The convict-lease system proliferated across the South in the late 19th century and into the 20th, overwhelmingly targeting black Americans picked up for offenses as minor as vagrancy, flirting with white women or petty theft, as historian Douglas A. Blackmon reported in his Pulitzer Prize-winning book, "Slavery by Another Name." The prisoners were then leased by the state to private businesses and forced to work on plantations, in coal mines and on railroads, or on state projects - such as building the entire Texas Capitol building from scratch.

In Texas, the highly profitable system was notorious along the Brazos River, the epicenter of the country's sugar industry in the 19th century.
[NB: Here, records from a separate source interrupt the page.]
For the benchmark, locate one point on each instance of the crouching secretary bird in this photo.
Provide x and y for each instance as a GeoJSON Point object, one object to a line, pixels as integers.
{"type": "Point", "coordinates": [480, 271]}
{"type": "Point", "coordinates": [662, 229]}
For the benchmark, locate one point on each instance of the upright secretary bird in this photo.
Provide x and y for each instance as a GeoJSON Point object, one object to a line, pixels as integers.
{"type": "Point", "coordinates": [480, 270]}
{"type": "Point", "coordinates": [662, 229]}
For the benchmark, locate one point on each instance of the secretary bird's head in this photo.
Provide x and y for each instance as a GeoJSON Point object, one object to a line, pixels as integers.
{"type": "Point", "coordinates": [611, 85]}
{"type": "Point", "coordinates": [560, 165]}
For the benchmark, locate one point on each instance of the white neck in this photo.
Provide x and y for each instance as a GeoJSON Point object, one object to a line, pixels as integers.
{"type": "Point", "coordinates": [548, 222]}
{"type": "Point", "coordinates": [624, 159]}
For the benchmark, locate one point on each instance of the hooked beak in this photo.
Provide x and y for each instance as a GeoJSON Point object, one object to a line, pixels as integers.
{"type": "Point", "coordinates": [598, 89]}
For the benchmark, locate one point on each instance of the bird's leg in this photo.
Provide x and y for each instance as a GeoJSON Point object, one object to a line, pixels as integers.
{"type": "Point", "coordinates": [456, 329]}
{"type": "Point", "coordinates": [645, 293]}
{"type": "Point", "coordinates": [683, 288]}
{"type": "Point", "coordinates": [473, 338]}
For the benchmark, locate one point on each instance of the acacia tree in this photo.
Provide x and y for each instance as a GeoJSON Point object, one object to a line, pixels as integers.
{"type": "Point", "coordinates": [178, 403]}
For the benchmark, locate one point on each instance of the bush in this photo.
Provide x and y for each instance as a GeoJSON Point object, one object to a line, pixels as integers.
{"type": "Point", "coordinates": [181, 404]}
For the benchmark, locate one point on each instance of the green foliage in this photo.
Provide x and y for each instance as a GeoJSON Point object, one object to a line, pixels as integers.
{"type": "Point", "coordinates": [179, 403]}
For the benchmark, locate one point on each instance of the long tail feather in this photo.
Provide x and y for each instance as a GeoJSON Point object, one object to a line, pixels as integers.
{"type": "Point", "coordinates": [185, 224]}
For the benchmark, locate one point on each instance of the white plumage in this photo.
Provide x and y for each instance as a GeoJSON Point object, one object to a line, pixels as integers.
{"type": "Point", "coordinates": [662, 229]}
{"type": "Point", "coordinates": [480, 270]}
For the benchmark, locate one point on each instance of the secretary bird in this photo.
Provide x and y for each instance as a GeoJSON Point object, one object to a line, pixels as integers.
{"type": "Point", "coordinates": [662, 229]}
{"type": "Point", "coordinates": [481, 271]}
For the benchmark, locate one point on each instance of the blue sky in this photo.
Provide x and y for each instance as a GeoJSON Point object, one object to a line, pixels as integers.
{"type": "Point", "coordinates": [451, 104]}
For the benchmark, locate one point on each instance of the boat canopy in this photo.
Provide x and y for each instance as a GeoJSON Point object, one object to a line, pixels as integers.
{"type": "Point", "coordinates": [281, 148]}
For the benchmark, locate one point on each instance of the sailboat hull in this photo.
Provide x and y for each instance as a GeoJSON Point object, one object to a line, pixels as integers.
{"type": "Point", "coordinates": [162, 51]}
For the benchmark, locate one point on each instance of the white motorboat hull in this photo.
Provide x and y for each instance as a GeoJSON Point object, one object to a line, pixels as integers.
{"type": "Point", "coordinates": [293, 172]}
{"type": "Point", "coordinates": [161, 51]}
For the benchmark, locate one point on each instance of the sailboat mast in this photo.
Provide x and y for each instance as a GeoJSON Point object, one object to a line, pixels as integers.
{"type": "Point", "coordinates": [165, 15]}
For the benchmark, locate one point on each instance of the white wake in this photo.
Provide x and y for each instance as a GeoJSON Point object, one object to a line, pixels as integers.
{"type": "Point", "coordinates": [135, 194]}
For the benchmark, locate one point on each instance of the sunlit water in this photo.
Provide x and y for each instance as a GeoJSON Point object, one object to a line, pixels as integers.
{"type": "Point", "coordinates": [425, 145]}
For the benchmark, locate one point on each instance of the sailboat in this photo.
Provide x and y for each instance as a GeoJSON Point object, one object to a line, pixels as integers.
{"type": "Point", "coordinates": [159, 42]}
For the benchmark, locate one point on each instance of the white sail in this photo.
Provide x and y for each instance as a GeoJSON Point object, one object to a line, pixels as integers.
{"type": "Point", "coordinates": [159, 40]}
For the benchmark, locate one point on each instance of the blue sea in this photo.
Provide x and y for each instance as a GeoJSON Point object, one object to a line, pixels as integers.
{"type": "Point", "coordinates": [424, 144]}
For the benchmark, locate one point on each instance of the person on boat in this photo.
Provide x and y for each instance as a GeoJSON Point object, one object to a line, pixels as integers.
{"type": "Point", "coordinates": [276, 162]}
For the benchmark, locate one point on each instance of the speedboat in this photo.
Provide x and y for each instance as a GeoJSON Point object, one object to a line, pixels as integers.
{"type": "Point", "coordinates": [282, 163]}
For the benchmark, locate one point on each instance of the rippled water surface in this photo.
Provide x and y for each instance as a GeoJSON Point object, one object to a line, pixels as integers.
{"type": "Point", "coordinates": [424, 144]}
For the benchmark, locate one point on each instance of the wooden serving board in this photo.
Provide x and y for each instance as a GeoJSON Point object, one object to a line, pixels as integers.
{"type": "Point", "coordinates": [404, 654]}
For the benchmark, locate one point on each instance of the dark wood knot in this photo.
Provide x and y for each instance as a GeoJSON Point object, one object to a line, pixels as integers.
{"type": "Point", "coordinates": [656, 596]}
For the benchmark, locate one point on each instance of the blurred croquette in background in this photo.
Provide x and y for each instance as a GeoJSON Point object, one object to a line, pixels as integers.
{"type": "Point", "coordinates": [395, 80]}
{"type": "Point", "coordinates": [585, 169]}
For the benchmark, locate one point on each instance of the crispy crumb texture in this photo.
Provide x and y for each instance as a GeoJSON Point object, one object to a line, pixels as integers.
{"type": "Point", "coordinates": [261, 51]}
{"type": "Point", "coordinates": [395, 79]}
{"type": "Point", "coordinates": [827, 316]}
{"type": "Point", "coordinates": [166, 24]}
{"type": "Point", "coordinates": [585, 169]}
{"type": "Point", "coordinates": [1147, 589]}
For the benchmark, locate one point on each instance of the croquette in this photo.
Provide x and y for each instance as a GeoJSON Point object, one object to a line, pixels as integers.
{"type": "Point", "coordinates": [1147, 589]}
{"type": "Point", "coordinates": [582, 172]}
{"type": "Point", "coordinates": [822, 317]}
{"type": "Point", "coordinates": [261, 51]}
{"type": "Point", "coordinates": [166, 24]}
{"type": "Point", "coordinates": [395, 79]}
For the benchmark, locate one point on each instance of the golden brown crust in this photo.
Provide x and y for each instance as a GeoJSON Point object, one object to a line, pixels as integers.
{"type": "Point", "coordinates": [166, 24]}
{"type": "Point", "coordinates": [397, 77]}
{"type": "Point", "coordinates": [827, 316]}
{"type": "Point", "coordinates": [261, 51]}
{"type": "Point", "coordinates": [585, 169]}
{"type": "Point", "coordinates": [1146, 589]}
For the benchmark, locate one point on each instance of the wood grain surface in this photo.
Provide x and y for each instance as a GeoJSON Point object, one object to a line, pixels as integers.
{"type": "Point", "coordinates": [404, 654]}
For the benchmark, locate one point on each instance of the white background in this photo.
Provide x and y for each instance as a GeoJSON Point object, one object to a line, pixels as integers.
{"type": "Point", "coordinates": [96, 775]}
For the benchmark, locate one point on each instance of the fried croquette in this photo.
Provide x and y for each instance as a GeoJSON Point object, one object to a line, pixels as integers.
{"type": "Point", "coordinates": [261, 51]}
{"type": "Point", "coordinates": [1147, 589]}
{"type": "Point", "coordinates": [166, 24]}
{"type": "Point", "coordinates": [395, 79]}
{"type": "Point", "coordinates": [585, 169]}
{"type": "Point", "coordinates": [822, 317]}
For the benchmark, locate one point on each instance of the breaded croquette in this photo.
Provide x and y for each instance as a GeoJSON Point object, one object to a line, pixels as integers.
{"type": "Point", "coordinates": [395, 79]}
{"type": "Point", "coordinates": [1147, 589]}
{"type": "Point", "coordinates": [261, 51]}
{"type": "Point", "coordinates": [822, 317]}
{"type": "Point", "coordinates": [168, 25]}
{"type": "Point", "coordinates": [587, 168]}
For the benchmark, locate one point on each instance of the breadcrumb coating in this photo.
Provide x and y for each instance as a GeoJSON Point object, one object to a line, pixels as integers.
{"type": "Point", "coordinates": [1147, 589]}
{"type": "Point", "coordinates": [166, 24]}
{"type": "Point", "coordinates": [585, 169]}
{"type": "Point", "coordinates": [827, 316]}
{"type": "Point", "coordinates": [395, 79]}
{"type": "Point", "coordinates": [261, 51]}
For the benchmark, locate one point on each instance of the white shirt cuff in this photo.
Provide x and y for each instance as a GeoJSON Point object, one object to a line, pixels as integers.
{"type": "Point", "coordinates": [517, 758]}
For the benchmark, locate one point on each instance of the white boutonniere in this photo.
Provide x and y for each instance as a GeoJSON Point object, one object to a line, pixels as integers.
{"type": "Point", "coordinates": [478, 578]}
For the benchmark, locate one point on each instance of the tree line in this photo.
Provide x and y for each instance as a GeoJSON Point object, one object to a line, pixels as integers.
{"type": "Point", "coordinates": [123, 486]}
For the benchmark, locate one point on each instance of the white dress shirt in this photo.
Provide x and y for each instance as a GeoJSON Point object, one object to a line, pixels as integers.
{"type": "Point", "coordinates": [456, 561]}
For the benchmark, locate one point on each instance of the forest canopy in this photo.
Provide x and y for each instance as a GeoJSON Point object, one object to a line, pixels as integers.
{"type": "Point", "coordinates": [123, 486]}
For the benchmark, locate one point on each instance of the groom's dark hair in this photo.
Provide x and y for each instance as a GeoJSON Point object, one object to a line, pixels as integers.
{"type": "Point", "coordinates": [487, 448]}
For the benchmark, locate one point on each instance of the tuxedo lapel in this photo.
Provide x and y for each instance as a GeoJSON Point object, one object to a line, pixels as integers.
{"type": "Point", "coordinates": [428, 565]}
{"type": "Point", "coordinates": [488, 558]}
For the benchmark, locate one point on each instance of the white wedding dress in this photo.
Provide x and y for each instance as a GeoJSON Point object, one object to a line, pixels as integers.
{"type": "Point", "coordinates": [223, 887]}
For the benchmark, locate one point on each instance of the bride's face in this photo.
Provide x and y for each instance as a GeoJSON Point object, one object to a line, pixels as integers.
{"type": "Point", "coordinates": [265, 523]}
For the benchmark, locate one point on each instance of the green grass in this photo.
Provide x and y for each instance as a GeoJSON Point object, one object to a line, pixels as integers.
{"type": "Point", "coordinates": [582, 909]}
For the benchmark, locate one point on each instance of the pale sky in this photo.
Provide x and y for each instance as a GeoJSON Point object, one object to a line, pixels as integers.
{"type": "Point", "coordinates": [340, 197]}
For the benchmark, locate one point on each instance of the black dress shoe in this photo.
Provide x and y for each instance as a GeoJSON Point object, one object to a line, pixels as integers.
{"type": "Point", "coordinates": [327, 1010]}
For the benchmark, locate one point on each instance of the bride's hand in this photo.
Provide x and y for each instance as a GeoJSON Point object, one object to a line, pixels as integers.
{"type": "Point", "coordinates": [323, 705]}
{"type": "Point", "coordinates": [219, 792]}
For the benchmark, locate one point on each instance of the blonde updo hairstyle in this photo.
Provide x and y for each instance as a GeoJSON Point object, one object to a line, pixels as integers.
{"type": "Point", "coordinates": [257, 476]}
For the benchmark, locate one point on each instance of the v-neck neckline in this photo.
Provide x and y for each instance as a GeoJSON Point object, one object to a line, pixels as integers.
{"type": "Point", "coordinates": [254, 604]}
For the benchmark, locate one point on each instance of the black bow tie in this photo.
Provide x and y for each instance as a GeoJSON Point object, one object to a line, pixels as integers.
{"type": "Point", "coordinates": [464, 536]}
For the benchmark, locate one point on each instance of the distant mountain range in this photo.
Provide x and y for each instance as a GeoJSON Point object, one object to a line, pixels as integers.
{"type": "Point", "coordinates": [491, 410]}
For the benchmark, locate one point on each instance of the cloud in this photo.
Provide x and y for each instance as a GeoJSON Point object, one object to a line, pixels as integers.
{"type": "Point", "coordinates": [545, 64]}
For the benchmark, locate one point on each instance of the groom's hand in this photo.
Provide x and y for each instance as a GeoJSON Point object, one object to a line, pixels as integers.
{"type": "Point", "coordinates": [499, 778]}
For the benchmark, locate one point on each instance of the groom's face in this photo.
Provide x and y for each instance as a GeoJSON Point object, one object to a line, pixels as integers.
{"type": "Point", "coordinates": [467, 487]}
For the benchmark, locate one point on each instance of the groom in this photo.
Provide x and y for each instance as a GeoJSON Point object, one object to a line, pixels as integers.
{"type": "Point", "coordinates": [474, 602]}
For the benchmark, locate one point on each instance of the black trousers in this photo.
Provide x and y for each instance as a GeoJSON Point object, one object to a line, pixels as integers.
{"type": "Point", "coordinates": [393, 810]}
Photographs from the era show the prisoners in ragged striped prison clothing hoisting cane stalks from swampy fields into mule-drawn wagons and delivering them to the mills, including the Imperial Mill. It was the early foundation of the Imperial Sugar Co., which benefited from convict labor in the cane fields after its founding around the turn of the 20th century, according to the book "Sugar Land, Texas, and the Imperial Sugar Company."

The prisoners chopping sugar cane, subject to whippings and beatings, were almost exclusively black, concentrated on neighboring plantations owned by former slave drivers Edward Cunningham and Littleberry Ellis. The site of the Fort Bend Independent School District's new school - and of the newly discovered graves - rests on land that was "Ellis Camp No. 1," Clark said. The camp was renamed "Imperial State Farm Prison Camp No. 1″ when the state took it over.

Even then, conditions were still so hellish that prisoners wrote songs saying they would rather die than spend another day toiling under the hot sun: "Go down, ol' Hannah," Imperial's most famous prisoner, Rock and Roll Hall of Famer Huddie William Ledbetter, who performed under the name Lead Belly, wrote in one. "Doncha rise no mo'/If you rise in de mornin'/bring Judgment Day."

"When the state leased convicts out to private contractors, they had no financial interest in the health or welfare of the people working for them," said W. Caleb McDaniel, a history professor at Rice University in Houston. "And so the convict-leasing system saw extremely high levels of mortality and sickness under convict lessees. If the prisoner died, they would simply go back to the state and say, 'You owe us another prisoner.' "

In Texas alone, more than 3,500 prisoners died between 1866 and 1912, when lawmakers, shocked at the mortality, outlawed convict leasing, according to historian Robert Perkinson's book, "Texas Tough: The Rise of America's Prison Empire." By his calculation, that means more African Americans died in convict leasing in the South in the same period than in lynchings.

Archaeologists Clark and Banks Whitley said last summer that they would seek permission from the Texas Historical Commission to complete a more detailed analysis of the bones recovered from the cemetery, such as DNA testing. The ideal goal was to find descendants who could help identify the prisoners, they said.

In handing down his decision Monday, Judge Shoemake said he intends to revisit his decision by the end of March, according to local reports.